The paintwork on this big guy is lovely. The entire toy is finished in a glossy blue enamel, with silver details, white stenciling, caution stripes, nice looking sponged weathering and distressing, and an oily black wash to capture the details. Everything looks great, I could not find any flaws in the application at all. If I was building a model of Igor, this is about what I’d be shooting for myself.
Seriously, check out the decal work!
The only accessories included with Igor are some hands. The package includes fists, clenched hands, and some really nice articulated hands. I’m not really sure what the clenched hands are for, but the fists and articulated hands work really well.
For other features, Igor has working arm braces for supporting heavy loads. These parts fold out and slide forward to shift the weight of a load onto the main structure of the arm rather than the hands. I was particularly impressed with these because they seem to be more accurate than that of the Hot Toys version, which fold out but do not slide forward. Score one for Comicave!
The other big feature is a set of lights in the head and chest. Each is powered by two LR621/LR626 button cell batteries, which come already installed. The LEDs have a nice white glow to them, and the battery covers are screwless for easy access. You do have to remove the head and remove a panel to access the switch for the eye lights, but the neck joint feels plenty durable to handle repeated use.

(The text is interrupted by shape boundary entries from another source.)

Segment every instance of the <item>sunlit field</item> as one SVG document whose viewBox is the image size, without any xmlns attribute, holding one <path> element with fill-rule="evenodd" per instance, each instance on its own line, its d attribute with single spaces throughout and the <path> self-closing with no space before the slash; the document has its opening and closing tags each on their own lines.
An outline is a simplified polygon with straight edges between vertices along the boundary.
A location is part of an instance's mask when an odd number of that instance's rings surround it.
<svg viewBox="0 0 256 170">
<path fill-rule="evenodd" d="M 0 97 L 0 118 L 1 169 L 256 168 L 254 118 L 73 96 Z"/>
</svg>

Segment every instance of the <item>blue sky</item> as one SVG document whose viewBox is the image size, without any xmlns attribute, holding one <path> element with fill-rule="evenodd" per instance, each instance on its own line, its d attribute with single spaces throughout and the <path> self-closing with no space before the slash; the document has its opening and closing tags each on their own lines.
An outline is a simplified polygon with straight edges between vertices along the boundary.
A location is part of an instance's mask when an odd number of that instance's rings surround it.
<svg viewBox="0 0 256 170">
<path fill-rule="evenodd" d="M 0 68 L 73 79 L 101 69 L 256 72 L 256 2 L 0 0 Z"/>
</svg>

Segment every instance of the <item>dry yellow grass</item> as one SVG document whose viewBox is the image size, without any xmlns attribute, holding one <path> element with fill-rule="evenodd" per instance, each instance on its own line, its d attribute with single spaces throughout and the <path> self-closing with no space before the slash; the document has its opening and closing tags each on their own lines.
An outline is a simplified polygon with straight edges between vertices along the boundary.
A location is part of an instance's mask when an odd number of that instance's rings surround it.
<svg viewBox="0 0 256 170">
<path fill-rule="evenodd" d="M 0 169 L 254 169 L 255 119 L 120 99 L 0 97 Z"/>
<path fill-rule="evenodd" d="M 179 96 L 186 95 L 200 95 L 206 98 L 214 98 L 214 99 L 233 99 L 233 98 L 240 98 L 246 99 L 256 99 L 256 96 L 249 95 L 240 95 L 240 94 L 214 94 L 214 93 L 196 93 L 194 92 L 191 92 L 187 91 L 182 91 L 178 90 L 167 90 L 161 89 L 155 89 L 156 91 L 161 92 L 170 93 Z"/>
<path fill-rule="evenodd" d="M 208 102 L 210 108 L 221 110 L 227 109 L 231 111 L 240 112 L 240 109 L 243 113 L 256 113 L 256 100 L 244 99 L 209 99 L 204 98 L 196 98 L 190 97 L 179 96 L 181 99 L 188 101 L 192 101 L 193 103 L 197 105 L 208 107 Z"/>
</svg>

On top of a gorgeous finish and cool features (and all that metal!), Igor is also wonderfully articulated. Everything moves that should, with a high range of motion and well-engineered feeling joints. The hips and ankles pull down for extra range, allowing for some really solid and dynamic poses with good balance. Note that the knees do not bend fully straight, so Comicave’s Igor cannot stand quite as upright as Hot Toys’ version can.
Check out that crouch! Igor can pretty much do the Iron Man Movie Poster Pose®, except way more badass when done by such a behemoth of a toy.
Pitting Igor alongside some regular human-sized Iron Man suits really emphasizes the scale and lets the big guy shine.
I’ve made a few comparisons between the Comicave Igor and the Hot Toys version, so here’s a couple quick shots of them together. Both are gorgeous, with spot on proportions, good articulation, lights, and great detail. I have to give props to the little diecast version for being a much more fun toy, whereas the Hot Toys figure is a massive centerpiece display item second to none.
As if Comicave Studios hasn’t already impressed me enough, their diecast Igor is not nearly as pricy as I was expecting. You can pick one up right now for $184.99 using the affiliate links below. This definitely feels like a $200 toy, so to see them come in under that pricepoint is nice. I’d love it to be cheaper, but when you stack it up against the price of the nicer six inch figures like from Bandai, or compare to how much more you’d need to spend to pick up any Hot Toys Iron Man at this point, the price seems pretty fair. If you’re a diehard Iron Fan like I am, Comicave’s line is not something to be missed. I don’t think I’ll pick up any figures of suits that already have a six inch release, but Comicave Studios is doing some cool un-represented variants that I’ll certainly be picking up! Considering the somewhat sordid history behind this toy, I am beyond pleasantly surprised at the outcome.